Programas de rádio e peças teatrais, seminários acadêmicos e até
mesmo talk shows se valem do tema; o tempo tornou-se, de certa
forma, uma estrela da mídia.
Não é somente a teoria científica
do tempo de um Stephen Hawking, físico "pop star", que desperta interesse, mas sobretudo o
componente cultural e social do
conceito de tempo, cuja dinâmica
explicita um profundo mal-estar
da modernidade ao lidar com noções temporais. Esse problema,
embora não seja novo, alcançou
no final do século 20 uma nova dimensão. Tempo, como se sabe, é
dinheiro; eis por que o tempo
sempre cumpriu um papel decisivo no capitalismo. Mas hoje a exploração dos recursos temporais
parece ter chegado a seu limite histórico, sendo impossível evitar
que o problema do tempo, agora
iminente, se insinue na consciência social.
A reflexão filosófica decisiva sobre o conceito moderno de tempo,
válida até hoje, acha-se em Immanuel Kant (1724-1804). Kant descobriu que o espaço e o tempo não
são conceitos que se referem ao
conteúdo do pensamento humano, mas às formas a priori de nossa capacidade de perceber e pensar. Podemos conhecer o mundo
somente nas formas de tempo e
espaço que estão inscritas em nossa razão, anteriores a todo conhecimento. Mas Kant define essas
formas de tempo e espaço de modo absolutamente abstrato e a-histórico, válido igualmente para todas épocas, culturas e formas sociais. Tempo, para ele, é "a temporalidade pura e simples", sem
nenhuma dimensão específica,
sendo o espaço e o tempo "formas
puras da intuição". Na visão kantiana, portanto, o tempo é um fluxo temporal abstrato, sem conteúdo e sempre uniforme, cujas unidades são todas idênticas: "Tempos diversos são apenas partes do
mesmo tempo".
Ciclos cósmicos
A pesquisa histórica e cultural
descobriu há muito que essa definição a-histórica da experiência e
da percepção do tempo não é sustentável. Reconheceu-se, antes de
mais nada, que as culturas agrárias pré-modernas não pensavam
num tempo linear uniforme, mas
num tempo cíclico em ritmos
temporais de constante repetição,
regulados segundo os ciclos cósmicos e das estações.

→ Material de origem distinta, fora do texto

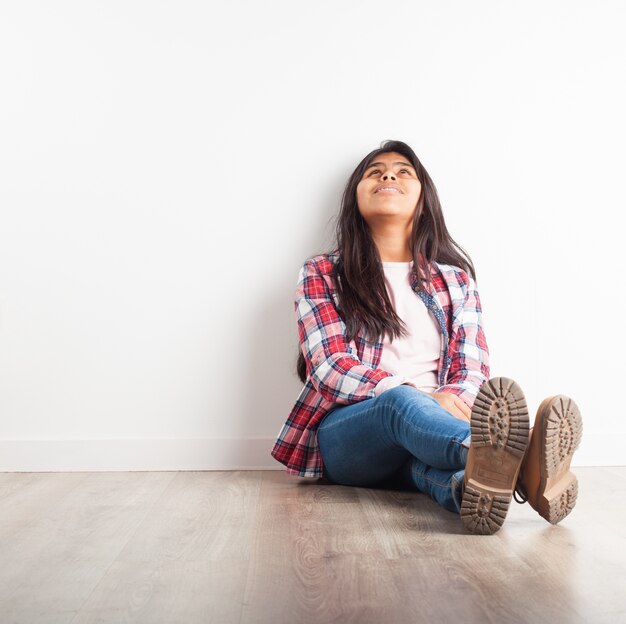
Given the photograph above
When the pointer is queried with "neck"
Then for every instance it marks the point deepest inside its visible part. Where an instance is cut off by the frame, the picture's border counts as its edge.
(392, 242)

Se o tempo é uma forma inscrita
a priori na capacidade cognitiva
humana, não é menos verdade
que a essa forma subjaz uma mudança histórica e cultural. As pesquisas mais recentes sobre as diferentes culturas do tempo confirmaram essa descoberta. Em todas
essas culturas, não afetadas pela
modernidade capitalista, o tempo
não apenas "transcorre" de modo distinto; além disso, existem
formas inteiramente diversas de
tempo que transcorrem paralelamente e cuja aplicação varia de
acordo com o objeto ou a esfera de
vida a que se reporta a percepção
temporal: "Cada coisa tem seu
próprio tempo".
A revolução capitalista consistiu
essencialmente em desvincular a
chamada economia de todo contexto cultural, de toda necessidade
humana. Ao transformar a abstração social do dinheiro, antes um
meio marginal, num fim em si
mesmo de caráter tautológico, a
economia autônoma inverteu
também a relação entre o abstrato
e o concreto: a abstração deixa de
ser a expressão de um mundo concreto e sensível, e todos os nexos
concretos e os objetos sensíveis
contam apenas como expressão de
uma abstração social que domina
a sociedade sob a figura reificada
do dinheiro.
A sujeição das atividades culturais, até então concretas, à abstração do dinheiro foi o que possibilitou converter a produção em
"trabalho" geral e abstrato, cuja
medida é o tempo. Porém esse
tempo não é mais o tempo concreto, qualitativamente diverso conforme suas relações, mas sim o
fluxo temporal abstrato, linear e
uniforme contrapartida exata do
fim em si mesmo abstrato da acumulação capitalista, como Kant já
pressupusera cegamente.
Essa ditadura do tempo abstrato, levada a efeito pelo mecanismo
da concorrência anônima, criou
para si o correspondente espaço
abstrato, o espaço funcional do
capital, destacado do restante da
vida. Surgiu assim um tempo-espaço capitalista, sem alma nem
feição cultural, que começou a
corroer o corpo da sociedade.
O "trabalho", forma de atividade abstrata e encerrada nesse tempo-espaço específico, teve de ser
depurado de todos os elementos
disfuncionais da vida, a fim de não
perturbar o fluxo temporal linear:
trabalho e moradia, trabalho e vida pessoal, trabalho e cultura etc.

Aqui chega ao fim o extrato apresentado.